PROPOSAL PENELITIAN

Monitoring Kebijakan Penyelenggaraan Program Jaminan Kesehatan Nasional
di 34 Provinsi di Indonesia:
2014 - mid 2015

Pemanfaatan Dana Kapitasi, Non Kapitasi,
Klaim INA-CBG’s, dan Potensi “Dana Sisa” Program Jaminan Kesehatan Nasional


BAGIAN II. STUDI PUSTAKA

A. Monitoring dan Evaluasi Kebijakan

1. Sistem Kesehatan Nasional

Sistem Kesehatan Nasional (SKN) menurut Peraturan Presiden Nomor 72 Tahun 2012 adalah pengelolaan kesehatan yang diselenggarakan oleh semua komponen bangsa Indonesia secara terpadu dana saling mendukung guna menjamin tercapainya derajat kesehatan sebagai perwujudan kesejahteraan yang dimaksud pada UUD 1945[1]. Pengelolaan kesehatan mencakup pengelolaan administrasi kesehatan, informasi kesehatan, sumber daya kesehatan, upaya kesehatan, pembiayaan kesehatan, peran serta dan pemberdayaan masyarakat, ilmu pengetahuan dan teknologi di bidang kesehatan, serta pengaturan hukum kesehatan.

Sistem Kesehatan Nasional mempunyai beberapa subsistem untuk menjalankan fungsinya dalam mencapai tujuan SKN. Subsitem tersebut adalah: upaya kesehatan, penelitian dan pengembangan, pembiayaan, sumber daya manusia, farmasi, alat kesehatan dan makanan, manajemen, informasi dan regulasi, serta pemberdayaan masyarakat. Subsistem yang berhubungan dengan penelitian ini yaitu subsistem upaya kesehatan dan subsistem pembiayaan kesehatan.

Sistem kesehatan merupakan jaringan penyedia pelayanan kesehatan (supply side) dan orang-orang yang menggunakan pelayanan tersebut (demand-side) di setiap wilayah, serta negara dan organisasi yang melahirkan sumber daya tersebut, dalam bentuk manusia maupun material. Sistem kesehatan juga bisa mencakup sektor pertanian dan sektor pendidikan yaitu universitas dan lembaga pendidikan lain, pusat penelitian, perusahaan konstruksi, serta organisasi yang memproduksi teknologi spesifik seperti produk farmasi, alat dan suku cadang.

Definisi sistem kesehatan dari WHO yaitu seluruh kegiatan yang dilakukan dengan tujuan untuk meningkatkan dan memelihara kesehatan, maka yang tercakup di dalamnya adalah pelayanan kesehatan formal dan non-formal seperti pengobatan tradisional, pengobatan alternatif, dan pengobatan tanpa resep. Selain itu, ada juga aktivitas kesehatan masyarakat berupa promosi kesehatan dan pencegahan penyakit, peningkatan keamanan lingkungan dan jalan raya, dan pendidikan yang berhubungan dengan kesehatan[2]

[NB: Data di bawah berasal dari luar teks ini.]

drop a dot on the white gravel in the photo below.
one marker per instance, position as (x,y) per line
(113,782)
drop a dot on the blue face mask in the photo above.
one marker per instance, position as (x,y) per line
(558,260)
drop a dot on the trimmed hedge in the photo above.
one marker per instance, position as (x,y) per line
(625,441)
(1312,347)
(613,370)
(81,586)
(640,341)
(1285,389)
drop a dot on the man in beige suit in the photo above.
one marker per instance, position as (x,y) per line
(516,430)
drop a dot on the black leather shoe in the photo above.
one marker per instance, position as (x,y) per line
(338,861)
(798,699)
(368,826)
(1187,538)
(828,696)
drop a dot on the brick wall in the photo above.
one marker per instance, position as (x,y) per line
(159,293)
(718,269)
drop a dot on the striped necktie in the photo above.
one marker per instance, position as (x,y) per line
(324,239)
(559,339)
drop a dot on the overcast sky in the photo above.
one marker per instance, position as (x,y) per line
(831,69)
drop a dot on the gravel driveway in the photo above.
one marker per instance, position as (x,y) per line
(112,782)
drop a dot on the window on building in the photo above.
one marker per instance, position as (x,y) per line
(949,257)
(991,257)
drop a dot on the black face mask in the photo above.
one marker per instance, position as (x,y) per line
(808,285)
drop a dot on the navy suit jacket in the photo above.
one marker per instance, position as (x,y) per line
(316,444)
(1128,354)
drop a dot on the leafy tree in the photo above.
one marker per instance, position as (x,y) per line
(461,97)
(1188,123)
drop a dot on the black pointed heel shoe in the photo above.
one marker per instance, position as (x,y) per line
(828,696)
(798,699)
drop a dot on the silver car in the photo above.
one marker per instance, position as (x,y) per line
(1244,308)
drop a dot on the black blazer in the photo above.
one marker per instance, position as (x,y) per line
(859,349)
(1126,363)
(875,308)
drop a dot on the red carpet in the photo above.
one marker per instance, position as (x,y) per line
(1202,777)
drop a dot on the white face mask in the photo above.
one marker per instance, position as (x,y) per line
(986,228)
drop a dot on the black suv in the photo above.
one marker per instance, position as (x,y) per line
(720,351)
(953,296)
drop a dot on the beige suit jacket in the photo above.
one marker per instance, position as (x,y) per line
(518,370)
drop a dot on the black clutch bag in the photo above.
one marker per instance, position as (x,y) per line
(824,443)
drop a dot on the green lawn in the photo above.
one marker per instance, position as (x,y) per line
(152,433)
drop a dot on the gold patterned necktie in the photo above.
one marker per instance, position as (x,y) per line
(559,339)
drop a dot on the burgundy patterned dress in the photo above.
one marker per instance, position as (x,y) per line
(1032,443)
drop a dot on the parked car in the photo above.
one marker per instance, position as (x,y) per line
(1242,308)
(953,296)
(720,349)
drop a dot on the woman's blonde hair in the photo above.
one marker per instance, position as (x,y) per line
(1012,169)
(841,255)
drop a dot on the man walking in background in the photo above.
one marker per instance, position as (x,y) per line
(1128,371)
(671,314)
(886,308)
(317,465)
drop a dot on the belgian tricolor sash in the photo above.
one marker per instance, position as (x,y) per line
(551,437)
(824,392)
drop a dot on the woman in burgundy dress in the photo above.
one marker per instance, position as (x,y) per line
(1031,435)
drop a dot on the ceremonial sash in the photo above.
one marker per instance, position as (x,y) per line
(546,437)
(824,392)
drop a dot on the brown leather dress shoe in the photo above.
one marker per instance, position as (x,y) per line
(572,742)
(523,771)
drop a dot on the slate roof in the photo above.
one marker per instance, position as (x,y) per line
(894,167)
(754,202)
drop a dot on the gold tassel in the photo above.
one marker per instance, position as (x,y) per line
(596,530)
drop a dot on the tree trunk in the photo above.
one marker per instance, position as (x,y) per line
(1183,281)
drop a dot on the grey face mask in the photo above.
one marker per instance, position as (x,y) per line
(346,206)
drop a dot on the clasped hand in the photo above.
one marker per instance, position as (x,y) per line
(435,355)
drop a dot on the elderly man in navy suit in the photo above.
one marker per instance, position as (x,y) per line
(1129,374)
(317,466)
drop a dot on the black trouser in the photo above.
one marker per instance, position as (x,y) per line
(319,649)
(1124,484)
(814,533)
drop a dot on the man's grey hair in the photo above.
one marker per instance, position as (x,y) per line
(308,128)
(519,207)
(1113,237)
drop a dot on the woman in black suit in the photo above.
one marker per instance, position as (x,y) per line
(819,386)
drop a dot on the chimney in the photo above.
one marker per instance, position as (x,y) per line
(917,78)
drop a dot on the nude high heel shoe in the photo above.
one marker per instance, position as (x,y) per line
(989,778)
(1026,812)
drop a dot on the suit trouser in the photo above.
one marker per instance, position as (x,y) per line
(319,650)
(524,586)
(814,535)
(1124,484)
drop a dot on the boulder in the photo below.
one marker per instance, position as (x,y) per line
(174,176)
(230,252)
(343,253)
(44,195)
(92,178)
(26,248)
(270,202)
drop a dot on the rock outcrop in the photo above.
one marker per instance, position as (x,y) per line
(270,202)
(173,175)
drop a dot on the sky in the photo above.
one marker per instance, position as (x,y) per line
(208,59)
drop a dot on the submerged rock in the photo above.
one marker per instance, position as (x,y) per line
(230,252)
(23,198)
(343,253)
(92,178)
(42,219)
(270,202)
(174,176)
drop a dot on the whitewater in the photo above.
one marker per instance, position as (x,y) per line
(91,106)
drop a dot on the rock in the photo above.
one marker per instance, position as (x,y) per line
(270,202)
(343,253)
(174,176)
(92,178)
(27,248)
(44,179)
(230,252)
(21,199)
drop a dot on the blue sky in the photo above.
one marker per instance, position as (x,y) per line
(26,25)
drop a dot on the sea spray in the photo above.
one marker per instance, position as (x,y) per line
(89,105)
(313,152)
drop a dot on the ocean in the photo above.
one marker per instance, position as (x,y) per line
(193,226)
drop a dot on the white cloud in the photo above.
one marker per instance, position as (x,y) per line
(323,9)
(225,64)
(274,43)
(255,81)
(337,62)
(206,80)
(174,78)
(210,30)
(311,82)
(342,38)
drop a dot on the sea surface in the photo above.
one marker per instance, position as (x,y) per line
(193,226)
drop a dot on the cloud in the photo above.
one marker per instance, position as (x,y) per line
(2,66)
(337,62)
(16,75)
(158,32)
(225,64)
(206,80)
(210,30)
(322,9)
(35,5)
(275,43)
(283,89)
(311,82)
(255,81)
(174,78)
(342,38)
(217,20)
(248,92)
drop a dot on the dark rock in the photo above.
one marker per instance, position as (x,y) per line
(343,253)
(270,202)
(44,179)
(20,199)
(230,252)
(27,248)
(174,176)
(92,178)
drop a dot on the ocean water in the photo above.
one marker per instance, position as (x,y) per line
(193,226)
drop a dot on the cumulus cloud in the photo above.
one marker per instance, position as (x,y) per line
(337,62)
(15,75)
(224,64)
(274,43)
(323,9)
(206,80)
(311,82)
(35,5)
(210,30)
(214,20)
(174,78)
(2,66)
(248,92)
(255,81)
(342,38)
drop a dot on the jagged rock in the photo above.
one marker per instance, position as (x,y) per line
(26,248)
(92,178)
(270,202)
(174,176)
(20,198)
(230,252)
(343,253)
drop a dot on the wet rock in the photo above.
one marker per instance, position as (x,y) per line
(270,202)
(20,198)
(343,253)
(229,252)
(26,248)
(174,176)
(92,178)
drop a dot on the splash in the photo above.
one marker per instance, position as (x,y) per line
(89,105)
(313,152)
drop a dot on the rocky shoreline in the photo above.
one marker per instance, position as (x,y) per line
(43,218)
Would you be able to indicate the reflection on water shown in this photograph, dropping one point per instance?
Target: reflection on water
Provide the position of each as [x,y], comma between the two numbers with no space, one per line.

Sistem Kesehatan menurut WHO adalah semua kegiatan yang tujuan utamanya untuk meningkatkan, mengembalikan dan memelihara kesehatan.[1] Tujuan utama sistem kesehatan ada tiga, yaitu:

  1. Peningkatan status kesehatan
  2. Perlindungan resiko terhadap biaya kesehatan: universal coverage
  3. Kepuasan publik

Berdasar konsep WHO tahun 2009 blok-blok bangunan sistem kesehatan (The building blocks of the health system): tujuan dan atribut-atribut. Blok-blok sistem terdiri dari:

  1. Penyediaan pelayanan (Service delivery)
  2. Tenaga kesehatan (Health workforce)
  3. Informasi (Information)
  4. Produk-produk kedokteran, vaksin, dan teknologi (Medical products, vaccines and technologies)
  5. Pembiayaan (Financing)
  6. Kepemimpinan/Tata Kelola (Leadership/governance)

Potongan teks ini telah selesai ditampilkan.